# Minimum bits required for two's complement number representation

I need to find out that how can we represent `-1` and `-3` in minimum number of bits in Two's complement number system. I calculated the answer `1` and `111` but the answers seem to be incorrect. I would be very thankful if I can get some help. Thanks

-
Is this homework? –  ThiefMaster Nov 20 '11 at 19:37
I have the answer but its not coming right. Yes its homework.. –  Fahad Uddin Nov 20 '11 at 19:41
Sounds like a job for cstheory.stackexchange.com –  Raymond Chen Nov 20 '11 at 19:42
Sounds a bit simple for cstheory.stackexchange.com to me. –  Don Roby Nov 20 '11 at 19:56

Here's the formula you're probably already familiar with: `N' = 2^n - N`. Where n is number of bits, N' is the decimal representation of -N's complement, and `N` is the cardinal number. For example, `short int x = -6` is going to be `N' = 2^8 - 6 = 250` when converted to `unsigned short int`.

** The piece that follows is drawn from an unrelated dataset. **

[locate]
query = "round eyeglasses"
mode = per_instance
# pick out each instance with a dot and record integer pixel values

Now, with this formula, you can get `n = log(N+N')` (log of base 2).

Edit:

I was more focused on just the number of bits. Now I've re-read your question... Let me give you an answer: You need at least two bits to represent 3 and you need that one extra bit to represent signness, which means you need at least 3 bits to represent -3. Same goes for 1. Having that in mind, [011] = 3, take the complement of one (inverting bits) => [100] and add 1 => [101] = -3. As for the -1, you do the same. [01] = 1, invert the bits => [10] => add one => [11] = -1.

That's it, I think...

-

`-1` can be represented by `1` and `-3` can be represented by `101` (-4 + 1).

`111` is equal to decimal `-1` (-4 + 2 + 1).

-